IaaS service models offer complete IT infrastructure services (compute, storage, network and software) that can run platforms and applications across a variety of operating environments. Other important benefits of IaaS include,
- Reduced cost on hardware and resources
- Security and interoperability of data
- Portability of applications across platforms
- Dependency across a wide range of networks
For instance, enterprises often face the challenge investing in IT sources and infrastructure for handling economies of scale as the business grows and expands into new markets. Cloud computing IaaS models offered by data centers is a viable environment for enterprise organizations through which the challenges related to managing IT infrastructure are easily overcome.
According to Earnest & Young report titled Cloud Adoption in India surveying SMBs on cloud services adoption around 55% of SMBs have indicated their readiness for cloud based storage services which is a capability of IaaS. Gartner Research on cloud computing services adoption worldwide explains that, enterprises planning for IaaS deployment must make sure they develop strategies using bimodal approach. Mode 1 explains on reliability (in terms of infrastructure to support business efficiently, innovations) and Mode 2 on agility (adapt and scale up or down automatically to changing business scenarios).
In spite of the value proposition offered by cloud service providers, it is highly essential on the part of organizations to develop an appropriate business case to deploy an IaaS model based on their unique business operating circumstances and requirements. Some important IaaS adoption strategies to consider are:
Use a bimodal approach: Organizations must first question themselves on what exactly they need from cloud IaaS. The bimodal approach is highly essential for any business because business companies need two things – maximum business agility and greater efficiency. Greater efficiency falls under mode 1 and business agility in mode 2. Though, mode 1 will help to achieve agility by incremental improvements, mode 2 will result in efficiency gains. The priorities of reliability and agility are different in organizations and hence IaaS strategies should be developed by considering both the modes. For instance, Mode 1 eliminates the need for personnel in routine IT operations, improves provisioning time and reduces hardware cost. Likewise, mode 2 enables quick delivery of applications, enhances digital business capabilities, exploit new business opportunities, provision resources rapidly and so on. Hence, organizations planning for adoption should consider this bimodal approach for adopting cloud IaaS.
Develop a cloud IaaS strategy: The cloud IaaS strategy must clearly highlight the investments made on technology. This must be tied to line of business (LOB) goals and should have management buy-in. The strategy must explain cloud IaaS benefits and expected outcomes across all functional areas in the organization. Strategies will consider points such as implementation plan (long-term, short-term), identifying workloads that can be moved to cloud, defining security and related systems such as disaster recovery, defining how users can access the infrastructure, that includes mobile strategy, monitoring the performance of IaaS and finally articulate how IT will effectively handle business process requirements and service requests to enhance business relationships.

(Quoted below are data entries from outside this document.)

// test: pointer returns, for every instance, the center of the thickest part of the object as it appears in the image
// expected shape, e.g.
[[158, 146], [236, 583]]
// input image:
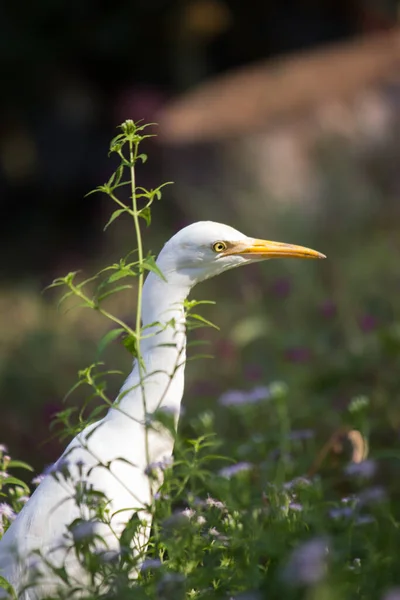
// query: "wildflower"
[[215, 503], [171, 586], [253, 372], [342, 512], [368, 323], [372, 495], [307, 564], [261, 392], [393, 594], [151, 563], [365, 520], [295, 506], [60, 467], [364, 469], [239, 397], [213, 531], [83, 531], [301, 434], [159, 496], [297, 482], [228, 472], [108, 556], [328, 309], [298, 354], [6, 511], [163, 464], [248, 595], [37, 480], [233, 398]]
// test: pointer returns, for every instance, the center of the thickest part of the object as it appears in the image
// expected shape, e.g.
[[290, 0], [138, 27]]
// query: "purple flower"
[[307, 564], [365, 520], [368, 323], [341, 512], [365, 469], [37, 480], [233, 398], [232, 470], [372, 495], [253, 372], [6, 511], [59, 467], [302, 434], [328, 309], [295, 506], [393, 594], [298, 354], [297, 482]]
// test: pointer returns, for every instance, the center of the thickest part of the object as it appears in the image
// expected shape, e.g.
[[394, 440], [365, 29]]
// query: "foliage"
[[278, 488]]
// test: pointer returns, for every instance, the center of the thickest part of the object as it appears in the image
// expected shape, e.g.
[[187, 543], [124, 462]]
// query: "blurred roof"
[[248, 99]]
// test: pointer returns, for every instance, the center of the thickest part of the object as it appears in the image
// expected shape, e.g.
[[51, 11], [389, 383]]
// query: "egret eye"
[[219, 246]]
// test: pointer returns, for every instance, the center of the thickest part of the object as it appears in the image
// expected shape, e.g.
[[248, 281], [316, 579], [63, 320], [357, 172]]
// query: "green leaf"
[[130, 344], [204, 321], [145, 213], [121, 273], [16, 481], [115, 290], [114, 216], [20, 464], [4, 585], [109, 337], [149, 263]]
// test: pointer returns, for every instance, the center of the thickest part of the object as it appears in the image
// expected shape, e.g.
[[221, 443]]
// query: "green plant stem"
[[133, 147]]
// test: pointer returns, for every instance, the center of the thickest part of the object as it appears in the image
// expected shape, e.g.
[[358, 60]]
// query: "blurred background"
[[280, 119]]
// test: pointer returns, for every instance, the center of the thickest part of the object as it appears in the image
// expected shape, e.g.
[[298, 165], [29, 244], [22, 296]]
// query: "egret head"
[[205, 249]]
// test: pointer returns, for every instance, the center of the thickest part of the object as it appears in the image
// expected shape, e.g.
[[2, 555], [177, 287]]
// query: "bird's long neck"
[[162, 347]]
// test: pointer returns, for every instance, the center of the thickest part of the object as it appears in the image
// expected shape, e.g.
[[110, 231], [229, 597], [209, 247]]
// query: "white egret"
[[112, 455]]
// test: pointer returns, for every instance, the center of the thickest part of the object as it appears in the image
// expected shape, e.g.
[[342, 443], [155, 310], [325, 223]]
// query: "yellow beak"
[[265, 249]]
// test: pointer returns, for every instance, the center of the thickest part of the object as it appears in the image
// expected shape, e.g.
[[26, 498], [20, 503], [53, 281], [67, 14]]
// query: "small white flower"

Enhance Application life cycle: Infrastructure serves applications, developers and users alike. In this strategy the approach should incorporate infrastructure into the application lifecycle as opposed to managing only the infrastructure. The tools and methods of DevOps focus on continuous integration and continuous deployment to result in the integration of infrastructure automation along the entire application life cycle. IaaS also offers storage and network capabilities along with load balancing in addition to compute environments. Therefore, with initial provisioning cloud IaaS strategy must focus on ongoing upgrades, applications maintenance and release cycles. A more comprehensive strategy can include platform level services such as database and other middleware services.
Critical considerations: Business enterprises when transitioning to cloud IaaS need to consider certain critical aspects such as,
- Specific business areas that are appropriate for cloud IaaS
- Evaluating services offered by cloud vendors or data centers
- Specific SLAs related to performance indicators of IaaS, risks, security, etc.
- Monitoring performance and measuring IaaS usage from the organization’s perspective
- Benchmarks for evaluating application performance in the data center
- Understanding on how resources are pooled within the data center
- Broader operational and cultural implications due to IaaS adoption
Cloud IaaS offers a viable environment to better align IT with key business goals and initiatives at reduced costs. The strategies outlined here are intended to help enterprises while planning to adopt cloud IaaS service to overcome infrastructural management challenges in rapidly changing business scenarios.